When I was little, we got our milk delivered straight from the buffalo sheds a few miles away (this was still Bombay, not somewhere in the countryside). The milkman had a bunch of buffaloes (or tended someone else's), and brought milk in large aluminum buckets, like the one on the left, and measured out as much as my mom wanted, into a large saucepan from the kitchen.
There was no packaging at all, no waste, and the milk had to be 100% fresh or else you'd know at once (it's warm here so fresh milk doesn't keep long unless you pasteurize by boiling). Sometimes the milkman would bring me a rose from the bush that grew by the shed.

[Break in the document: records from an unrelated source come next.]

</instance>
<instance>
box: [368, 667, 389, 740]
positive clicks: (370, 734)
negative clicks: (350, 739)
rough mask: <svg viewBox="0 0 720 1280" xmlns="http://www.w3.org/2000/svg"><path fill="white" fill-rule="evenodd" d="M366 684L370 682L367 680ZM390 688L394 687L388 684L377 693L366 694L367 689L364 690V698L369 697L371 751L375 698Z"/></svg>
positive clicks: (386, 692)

And when we wanted fertilizer for our house plants, he'd bring a dung cake (dry, not stinky). We'd pound it into a very coarse powder and scatter it in the tulsi pots. One cowpat is quite a lot of fertilizer!
It was such a wonderful, simple and environment-friendly system, and the producers (buffalo and milkman) were a more direct part of the lives of us consumers, not separate. The milk man died, the sheds got moved out, and we now get our milk and fertilizer in plastic packets, and the roses come from commercial farms with a massive carbon footprint (refrigerated trucks or planes). We have no idea who feeds the buffaloes or tends the flowers, what their names are (our milkman was Udit Narayan), whether they look healthy and are paid well, and how fresh or pure the milk truly is.